There is no reason to doubt that Kyiv Confectionery Factory Roshen will continue to pay taxes on its profits, the VAT and other taxes in Ukraine, as it has done in the past.
Moreover, if the company distributes its net profits to its shareholders before the money goes to the Netherlands, all taxes on them also would be paid in Ukraine- this is the law and cannot be bypassed by anyone, even the President.
Because the Rothschild Group cannot take control of Ukrainian corporate rights, or would even wish to, it would be silly to require Mr. Poroshenko to pay high taxes in Europe, without taking advantage of lawful strategies to minimize his tax liabilities.
In accordance with European tax law, after all taxes in Ukraine have been paid, any dividends paid from Ukraine to the Netherlands, and from the Netherlands to Cyprus, and from Cyprus to the BVI, should not be subjected to additional taxation in Europe.
There are virtually no differences between the tax laws in the British Virgin Islands (BVI) and British tax laws. Moreover, legal disputes in the BVI are resolved in the High Court of London, which has allowed Mr. Poroshenko to transfer his shares of the BVI Company “Prime Asset Partners Limited” into a blind trust controlled by the Rothschild Group.
Such a transfer is consummated by entering into a contract transferring shares in Mr. Poroshenko’s BVI company (that owns, through a chain of firms, Kyiv Confectionery Factory Roshen, in Ukraine), with the Rothschild Group, to which the appropriate documentation would be provided. This is what has been established by the journalists.

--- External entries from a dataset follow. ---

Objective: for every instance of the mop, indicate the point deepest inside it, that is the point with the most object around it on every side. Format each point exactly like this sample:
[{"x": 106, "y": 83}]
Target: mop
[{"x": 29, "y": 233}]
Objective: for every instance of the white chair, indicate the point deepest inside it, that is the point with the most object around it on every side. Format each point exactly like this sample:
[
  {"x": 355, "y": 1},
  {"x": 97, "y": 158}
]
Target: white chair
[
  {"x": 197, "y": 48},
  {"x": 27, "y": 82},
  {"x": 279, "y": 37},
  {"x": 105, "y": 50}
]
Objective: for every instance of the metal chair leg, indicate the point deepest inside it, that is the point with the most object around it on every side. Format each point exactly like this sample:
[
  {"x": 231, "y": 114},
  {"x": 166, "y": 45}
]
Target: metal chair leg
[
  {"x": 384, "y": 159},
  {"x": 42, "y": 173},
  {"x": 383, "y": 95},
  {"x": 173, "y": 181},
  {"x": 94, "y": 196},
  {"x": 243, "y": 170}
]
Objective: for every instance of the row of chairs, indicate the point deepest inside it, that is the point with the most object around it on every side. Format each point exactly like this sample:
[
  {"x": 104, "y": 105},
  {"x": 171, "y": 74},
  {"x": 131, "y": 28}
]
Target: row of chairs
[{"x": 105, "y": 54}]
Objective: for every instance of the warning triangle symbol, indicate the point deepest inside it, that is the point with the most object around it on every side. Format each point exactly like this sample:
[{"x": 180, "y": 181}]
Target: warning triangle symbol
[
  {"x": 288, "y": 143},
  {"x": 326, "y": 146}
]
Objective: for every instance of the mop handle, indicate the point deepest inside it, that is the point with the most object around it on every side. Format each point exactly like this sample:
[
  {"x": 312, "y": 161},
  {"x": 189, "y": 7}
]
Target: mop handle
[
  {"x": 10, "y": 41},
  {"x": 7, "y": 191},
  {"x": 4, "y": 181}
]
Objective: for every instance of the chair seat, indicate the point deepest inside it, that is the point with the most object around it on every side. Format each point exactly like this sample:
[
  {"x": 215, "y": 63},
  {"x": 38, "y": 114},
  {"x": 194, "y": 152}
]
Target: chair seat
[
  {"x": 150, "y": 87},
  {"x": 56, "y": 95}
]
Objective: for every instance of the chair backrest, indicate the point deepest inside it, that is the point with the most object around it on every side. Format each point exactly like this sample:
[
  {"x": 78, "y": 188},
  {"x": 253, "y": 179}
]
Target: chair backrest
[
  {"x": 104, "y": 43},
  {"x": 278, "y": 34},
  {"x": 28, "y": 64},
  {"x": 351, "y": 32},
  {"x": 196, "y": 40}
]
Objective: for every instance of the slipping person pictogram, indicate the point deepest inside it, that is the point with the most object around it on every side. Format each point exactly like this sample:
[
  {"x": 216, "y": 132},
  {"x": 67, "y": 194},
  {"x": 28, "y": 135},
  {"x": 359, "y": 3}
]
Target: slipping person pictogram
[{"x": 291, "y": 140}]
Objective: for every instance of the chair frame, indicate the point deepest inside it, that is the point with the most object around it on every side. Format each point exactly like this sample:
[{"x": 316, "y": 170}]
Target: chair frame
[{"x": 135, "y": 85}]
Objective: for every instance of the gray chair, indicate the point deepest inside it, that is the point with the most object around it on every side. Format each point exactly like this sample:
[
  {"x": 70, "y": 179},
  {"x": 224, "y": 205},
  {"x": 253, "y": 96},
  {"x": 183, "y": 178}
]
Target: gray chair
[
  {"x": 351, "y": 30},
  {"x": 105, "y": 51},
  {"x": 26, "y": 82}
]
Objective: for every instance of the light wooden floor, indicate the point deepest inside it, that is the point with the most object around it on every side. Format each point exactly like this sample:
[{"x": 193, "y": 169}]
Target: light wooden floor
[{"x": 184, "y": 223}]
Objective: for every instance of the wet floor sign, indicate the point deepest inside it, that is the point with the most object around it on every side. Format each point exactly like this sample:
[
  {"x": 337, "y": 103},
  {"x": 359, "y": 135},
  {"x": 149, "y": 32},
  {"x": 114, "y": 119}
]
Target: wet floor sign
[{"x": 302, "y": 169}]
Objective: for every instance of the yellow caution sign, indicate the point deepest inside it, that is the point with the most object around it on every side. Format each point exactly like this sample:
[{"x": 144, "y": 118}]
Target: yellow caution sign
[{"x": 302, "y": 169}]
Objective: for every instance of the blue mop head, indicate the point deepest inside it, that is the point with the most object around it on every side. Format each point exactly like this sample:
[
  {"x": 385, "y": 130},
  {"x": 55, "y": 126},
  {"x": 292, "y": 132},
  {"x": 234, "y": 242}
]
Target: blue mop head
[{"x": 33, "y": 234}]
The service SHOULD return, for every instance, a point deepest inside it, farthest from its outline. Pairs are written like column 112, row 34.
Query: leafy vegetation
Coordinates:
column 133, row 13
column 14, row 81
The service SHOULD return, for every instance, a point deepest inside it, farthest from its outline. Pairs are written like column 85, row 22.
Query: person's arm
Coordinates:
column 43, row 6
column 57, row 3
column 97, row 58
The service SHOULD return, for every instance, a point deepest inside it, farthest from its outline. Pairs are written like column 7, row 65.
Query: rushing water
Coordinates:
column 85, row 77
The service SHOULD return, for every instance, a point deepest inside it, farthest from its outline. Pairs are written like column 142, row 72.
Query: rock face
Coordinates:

After establishment of the blind trust, Mr. Poroshenko will not be able to have anything to do with these shares, cannot run the business, and all powers of management will be vested in the Rothschild Group. And Mr. Poroshenko, according to the Ukrainian registries, remains the beneficiary, that is, he receives the profits, if there are any, but cannot manage the business.
A similar distinction of interests is common and is considered appropriate for politicians in any country in Europe and the USA.
The reputation of the Rothschild Group assures that all applicable rules will be strictly followed.
As to the absence in Mr. Poroshenko’s tax declaration of shares in his BVI Company, Prime Asset Partners Limited (with a stated value of $1000), such shares, according to settled practice, are not paid for by the intended owner at the time of creation of the company. The actual cost is zero. Often that zero amount is considered “paid” by the local lawyer engaged to set up the company, who technically donates the company to its intended owner. Accordingly, the zero amounts are not accounted for in the Ukrainian tax declaration.
Again, as pointed out above, any profits distributed by the Ukrainian business would be required to be taxed in Ukraine.
If the Rothschild Group eventually finds a buyer for Mr. Poroshenko’s business, payment of taxes in Ukraine from the sale would depend on whether shares of the BVI Company, Prime Asset Partners Limited, are sold to the buyer. If they are, the President would pay a 17% tax on the amount of the sale.
If shares of the Cyprian company, CEE Confectionery Investments Limited, are sold, then all proceeds will go to the BVI Company, Prime Asset Partners Limited, and the transaction would not be subject to Ukrainian taxation.
Time will tell what Mr. Poroshenko will do, but for now he has completely fulfilled his promise to give up management of and influence over his business.